When Aliko Dangote landed in Harare on 12 November 2025, it was more than a return visit; it felt like destiny finally catching up. The Nigerian industrial titan, Africa’s richest man, came back to Zimbabwe not simply to tour, but to seal what could be one of the country’s largest-ever private-sector investments. A decade earlier, his ambitions had stalled. This time, the stage was different, and so was the script.
Dangote’s arrival was no secret. Reports from Zimbabwean media outlets in the weeks leading up to his trip spoke of a US$1 billion deal in the making, covering cement, coal mining, and power generation. For a country long hungry for industrial revival, the scale of commitment was breathtaking. State officials carefully arranged a welcome: he was received not just by senior bureaucrats but by none other than President Emmerson Mnangagwa himself, underscoring how high the stakes were.
At a highly publicized signing ceremony in State House, Dangote laid out the plan: “We have just signed an agreement … to undertake various investments across several sectors including cement, power generation, and petroleum products,” he told journalists, flanked by Zimbabwean Finance Minister Mthuli Ncube. The scale of the project was formidable, a fully integrated industrial complex that would include a cement factory with its own limestone quarry and grinding plant, a coal mine, and a power station.
Yet the vision stretched even further. According to Deputy Chief Secretary for Presidential Communications George Charamba, the deal also includes a transnational oil pipeline running from Walvis Bay in Namibia, across more than 2,200 kilometres to Zimbabwe. In his words, this is not just about building factories—it’s about reconfiguring regional infrastructure. The pipeline would land in Bulawayo and continue to Harare via Gweru, inserting Zimbabwe into Dangote’s ambitious southern Africa energy network.
For Mnangagwa’s government, the timing could not be better. The deal aligns neatly with his Vision 2030 national development plan to industrialize Zimbabwe and create jobs. Presidential Investment Advisor Dr. Paul Tungwarara, who helped facilitate the engagement, spoke of the visit as a long-awaited opportunity: “We are now handling the final logistical preparations … to ensure this engagement leads to tangible, long-term investment,” he said, underscoring that this time, the government was personally invested in turning talks into delivery.

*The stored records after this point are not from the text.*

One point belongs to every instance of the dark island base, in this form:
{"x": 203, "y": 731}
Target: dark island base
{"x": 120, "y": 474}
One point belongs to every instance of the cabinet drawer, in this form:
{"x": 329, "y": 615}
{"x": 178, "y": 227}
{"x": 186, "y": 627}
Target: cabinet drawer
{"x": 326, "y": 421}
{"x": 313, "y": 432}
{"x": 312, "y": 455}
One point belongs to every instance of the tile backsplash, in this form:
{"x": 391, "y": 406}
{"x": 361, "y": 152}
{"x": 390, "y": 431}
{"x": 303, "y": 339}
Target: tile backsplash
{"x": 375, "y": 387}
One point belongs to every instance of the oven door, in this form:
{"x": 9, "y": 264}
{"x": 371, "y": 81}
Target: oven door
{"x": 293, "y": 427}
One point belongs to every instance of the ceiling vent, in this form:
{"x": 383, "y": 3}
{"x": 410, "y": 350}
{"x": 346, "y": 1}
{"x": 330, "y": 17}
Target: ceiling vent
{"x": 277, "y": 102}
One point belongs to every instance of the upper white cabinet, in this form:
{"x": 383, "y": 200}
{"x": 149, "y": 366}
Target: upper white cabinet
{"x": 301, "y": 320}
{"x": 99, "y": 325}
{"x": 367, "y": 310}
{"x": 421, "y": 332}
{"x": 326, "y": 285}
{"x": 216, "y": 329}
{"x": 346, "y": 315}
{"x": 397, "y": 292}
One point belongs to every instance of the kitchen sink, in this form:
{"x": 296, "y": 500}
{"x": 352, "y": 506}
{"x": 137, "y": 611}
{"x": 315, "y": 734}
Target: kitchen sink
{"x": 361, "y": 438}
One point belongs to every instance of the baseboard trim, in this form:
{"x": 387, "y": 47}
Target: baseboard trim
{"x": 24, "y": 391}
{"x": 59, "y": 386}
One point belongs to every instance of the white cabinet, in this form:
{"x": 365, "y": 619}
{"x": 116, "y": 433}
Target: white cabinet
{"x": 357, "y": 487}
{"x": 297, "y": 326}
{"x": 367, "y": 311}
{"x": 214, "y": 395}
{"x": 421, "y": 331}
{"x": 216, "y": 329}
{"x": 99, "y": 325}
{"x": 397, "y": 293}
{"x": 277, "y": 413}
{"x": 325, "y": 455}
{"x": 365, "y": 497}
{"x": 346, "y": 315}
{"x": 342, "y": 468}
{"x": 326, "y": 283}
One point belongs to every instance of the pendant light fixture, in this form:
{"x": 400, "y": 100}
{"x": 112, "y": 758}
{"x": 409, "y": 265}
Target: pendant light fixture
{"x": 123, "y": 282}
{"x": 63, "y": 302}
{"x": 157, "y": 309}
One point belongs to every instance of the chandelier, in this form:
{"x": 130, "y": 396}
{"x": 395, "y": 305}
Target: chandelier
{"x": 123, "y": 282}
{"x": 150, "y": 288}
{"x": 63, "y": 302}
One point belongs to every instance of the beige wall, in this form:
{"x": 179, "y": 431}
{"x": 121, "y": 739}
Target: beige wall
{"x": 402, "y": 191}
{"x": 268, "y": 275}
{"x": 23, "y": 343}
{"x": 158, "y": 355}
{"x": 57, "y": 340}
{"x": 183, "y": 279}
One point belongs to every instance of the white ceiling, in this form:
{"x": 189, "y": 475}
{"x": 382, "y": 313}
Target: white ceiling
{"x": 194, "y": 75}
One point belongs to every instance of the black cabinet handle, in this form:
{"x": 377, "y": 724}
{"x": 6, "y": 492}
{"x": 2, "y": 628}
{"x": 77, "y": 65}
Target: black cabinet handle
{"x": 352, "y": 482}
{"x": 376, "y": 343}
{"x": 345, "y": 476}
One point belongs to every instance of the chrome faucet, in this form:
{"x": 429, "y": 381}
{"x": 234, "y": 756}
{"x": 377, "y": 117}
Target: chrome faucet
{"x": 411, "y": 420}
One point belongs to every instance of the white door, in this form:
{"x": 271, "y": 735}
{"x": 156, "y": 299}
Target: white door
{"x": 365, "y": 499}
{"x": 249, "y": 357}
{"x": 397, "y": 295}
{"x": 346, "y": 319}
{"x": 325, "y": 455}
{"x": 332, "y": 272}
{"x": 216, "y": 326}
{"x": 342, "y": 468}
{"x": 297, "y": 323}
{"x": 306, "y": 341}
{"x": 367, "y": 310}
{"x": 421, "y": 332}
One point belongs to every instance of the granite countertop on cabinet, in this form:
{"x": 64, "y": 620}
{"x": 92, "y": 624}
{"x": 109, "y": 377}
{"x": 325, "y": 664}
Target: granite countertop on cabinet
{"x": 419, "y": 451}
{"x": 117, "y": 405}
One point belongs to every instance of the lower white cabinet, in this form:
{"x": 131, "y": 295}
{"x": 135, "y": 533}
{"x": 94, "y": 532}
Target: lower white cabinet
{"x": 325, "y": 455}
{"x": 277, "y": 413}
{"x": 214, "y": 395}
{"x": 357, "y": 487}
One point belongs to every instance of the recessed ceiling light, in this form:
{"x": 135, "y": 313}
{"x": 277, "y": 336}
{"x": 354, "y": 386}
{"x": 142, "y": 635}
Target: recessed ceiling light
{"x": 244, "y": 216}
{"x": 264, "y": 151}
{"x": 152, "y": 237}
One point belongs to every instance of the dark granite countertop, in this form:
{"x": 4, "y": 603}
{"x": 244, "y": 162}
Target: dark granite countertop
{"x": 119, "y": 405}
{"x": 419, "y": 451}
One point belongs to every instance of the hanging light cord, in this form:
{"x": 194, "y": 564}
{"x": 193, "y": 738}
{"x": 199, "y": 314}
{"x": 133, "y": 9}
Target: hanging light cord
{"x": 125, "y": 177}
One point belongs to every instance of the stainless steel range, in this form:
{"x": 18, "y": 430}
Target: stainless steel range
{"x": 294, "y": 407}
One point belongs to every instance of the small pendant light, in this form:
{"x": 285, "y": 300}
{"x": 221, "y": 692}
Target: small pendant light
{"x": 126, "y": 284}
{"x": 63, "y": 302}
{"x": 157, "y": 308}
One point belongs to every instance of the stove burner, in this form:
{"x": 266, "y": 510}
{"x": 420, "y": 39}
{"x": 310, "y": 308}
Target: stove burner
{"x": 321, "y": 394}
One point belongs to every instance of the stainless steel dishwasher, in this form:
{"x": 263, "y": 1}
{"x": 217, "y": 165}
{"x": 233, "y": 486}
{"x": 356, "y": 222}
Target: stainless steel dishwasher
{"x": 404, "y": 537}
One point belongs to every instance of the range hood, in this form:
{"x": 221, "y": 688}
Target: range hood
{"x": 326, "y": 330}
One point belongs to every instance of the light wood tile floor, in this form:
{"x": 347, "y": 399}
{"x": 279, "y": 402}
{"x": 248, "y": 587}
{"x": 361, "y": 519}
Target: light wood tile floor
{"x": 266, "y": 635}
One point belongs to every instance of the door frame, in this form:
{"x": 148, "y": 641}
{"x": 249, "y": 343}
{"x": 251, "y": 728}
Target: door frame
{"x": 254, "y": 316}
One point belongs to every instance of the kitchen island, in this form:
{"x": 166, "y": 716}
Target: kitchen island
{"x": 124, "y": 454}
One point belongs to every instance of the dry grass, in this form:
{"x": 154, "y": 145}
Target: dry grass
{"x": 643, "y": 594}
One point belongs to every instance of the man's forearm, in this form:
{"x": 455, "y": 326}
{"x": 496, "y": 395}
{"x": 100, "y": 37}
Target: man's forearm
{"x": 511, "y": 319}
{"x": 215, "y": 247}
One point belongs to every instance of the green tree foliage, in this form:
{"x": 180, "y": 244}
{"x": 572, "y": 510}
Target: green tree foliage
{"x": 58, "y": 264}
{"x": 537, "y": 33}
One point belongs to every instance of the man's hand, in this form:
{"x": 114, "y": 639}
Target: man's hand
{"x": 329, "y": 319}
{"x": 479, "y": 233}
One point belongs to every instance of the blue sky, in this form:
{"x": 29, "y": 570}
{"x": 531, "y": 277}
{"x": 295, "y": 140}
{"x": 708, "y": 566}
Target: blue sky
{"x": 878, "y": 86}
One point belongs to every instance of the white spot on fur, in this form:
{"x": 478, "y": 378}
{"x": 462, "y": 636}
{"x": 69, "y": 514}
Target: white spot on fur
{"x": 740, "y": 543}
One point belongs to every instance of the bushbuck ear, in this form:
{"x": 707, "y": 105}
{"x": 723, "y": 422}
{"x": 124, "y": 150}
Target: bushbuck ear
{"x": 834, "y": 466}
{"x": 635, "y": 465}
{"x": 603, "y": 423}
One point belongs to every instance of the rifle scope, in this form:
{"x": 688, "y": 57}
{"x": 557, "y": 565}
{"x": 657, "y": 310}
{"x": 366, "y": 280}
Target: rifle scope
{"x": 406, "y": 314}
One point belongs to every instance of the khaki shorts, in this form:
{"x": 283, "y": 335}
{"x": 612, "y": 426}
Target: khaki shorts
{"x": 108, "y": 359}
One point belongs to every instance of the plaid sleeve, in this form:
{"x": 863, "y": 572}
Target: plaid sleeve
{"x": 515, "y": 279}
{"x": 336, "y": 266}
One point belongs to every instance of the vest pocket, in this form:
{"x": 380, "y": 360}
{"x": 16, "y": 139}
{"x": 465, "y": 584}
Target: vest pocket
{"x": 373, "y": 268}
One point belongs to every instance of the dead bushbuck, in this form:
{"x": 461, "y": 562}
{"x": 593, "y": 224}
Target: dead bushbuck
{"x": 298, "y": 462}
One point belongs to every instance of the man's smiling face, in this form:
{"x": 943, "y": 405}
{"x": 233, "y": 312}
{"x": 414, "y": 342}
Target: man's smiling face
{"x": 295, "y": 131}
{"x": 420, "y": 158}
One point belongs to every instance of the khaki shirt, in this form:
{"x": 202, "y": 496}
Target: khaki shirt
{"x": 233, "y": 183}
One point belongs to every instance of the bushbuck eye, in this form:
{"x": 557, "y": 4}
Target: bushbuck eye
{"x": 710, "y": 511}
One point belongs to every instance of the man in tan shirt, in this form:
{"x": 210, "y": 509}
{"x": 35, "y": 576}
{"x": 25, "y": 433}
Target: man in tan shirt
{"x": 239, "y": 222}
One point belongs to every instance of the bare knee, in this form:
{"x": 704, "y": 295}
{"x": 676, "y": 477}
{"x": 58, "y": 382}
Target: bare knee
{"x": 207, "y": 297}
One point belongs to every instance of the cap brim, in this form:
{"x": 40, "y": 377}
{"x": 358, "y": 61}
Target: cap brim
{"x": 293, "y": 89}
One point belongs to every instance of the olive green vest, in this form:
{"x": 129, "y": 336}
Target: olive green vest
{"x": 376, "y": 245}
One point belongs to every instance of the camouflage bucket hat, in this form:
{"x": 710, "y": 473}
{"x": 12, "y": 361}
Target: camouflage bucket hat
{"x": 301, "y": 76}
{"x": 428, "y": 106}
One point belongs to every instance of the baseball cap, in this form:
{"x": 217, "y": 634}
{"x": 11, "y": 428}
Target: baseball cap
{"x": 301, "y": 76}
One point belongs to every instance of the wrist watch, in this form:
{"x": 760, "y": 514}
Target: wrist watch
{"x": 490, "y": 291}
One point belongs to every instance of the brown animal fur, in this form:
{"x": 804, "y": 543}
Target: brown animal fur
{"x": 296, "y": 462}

Dangote himself was candid about why he chose Zimbabwe now. Reflecting on his unsuccessful previous attempts in 2015 and 2018, he said: “There’s been quite a lot of change between when we came and now. The government is solid … When you look at what His Excellency has done in turning the economy around, that gave us the confidence … this is the right time for us to come and invest.” He framed his return as a form of national examination: “When you pass an exam … people have to come and give you a good mark. His Excellency has passed that exam … that’s why we’re here … to give him a very big mark.”
The deal, as laid out, promises tangible benefits for Zimbabwe—perhaps even transformative ones. The cement factory could reduce Zimbabwe’s dependence on imports, saving the country millions annually and feeding into its massive reconstruction needs. The power plant, powered by coal, could contribute to easing the country’s chronic energy shortages. And the pipeline, if built, would not only secure product flow but also embed Zimbabwe into a broader southern African energy corridor.
One of the more unexpected but critical parts of the agreement is in fertilisers. Zimbabwean officials note that Dangote recognizes the country’s agricultural potential and sees investment in fertiliser production as a way to support regional food security. By helping strengthen agribusiness, this deal could boost Zimbabwe’s export competitiveness and potentially create ripple effects through rural economies.
Behind the scenes, the deal was carefully orchestrated. Local business facilitators played a major role. Journalist-turned-investment broker Josephine Mahachi who was involved in Dangote’s earlier attempt emerged as a key intermediary. She described her role as “humbling,” adding that the renewed engagement involved direct dialogue with State House through Tungwarara. Financial advisory firm Bard Santner Markets Inc., led by CEO Senziwani Sikhosana, backed the negotiations, showing how Zimbabwe’s financial sector is leaning into industrial diplomacy.
Not everyone is blind to the risks, though. Skeptics note that Dangote’s earlier Zimbabwe forays fell apart under unclear conditions. In 2015, for instance, what appeared to be a concrete deal to develop coal-fired power collapsed amid reports of bureaucratic delays and a lack of cost-reflective tariffs. There remains a question of whether this time, the structures will hold up once the grand vision meets ground reality.
Yet, for many Zimbabweans, Dangote’s presence represents a vote of confidence, not only in the Zimbabwean economy, but in Mnangagwa’s ability to deliver real change. “The richest man in Africa is coming to Zimbabwe at the personal invitation of President Mnangagwa … We are keen to ensure that he makes a significant investment … and avoid what happened during his previous visit,” advised Tungwarara. If Dangote fulfills even half his vision for Zimbabwe, it could herald a new era: industrial growth, energy security, and real jobs. But for now, the world watches as signs become contracts and contracts, if kept, become legacy.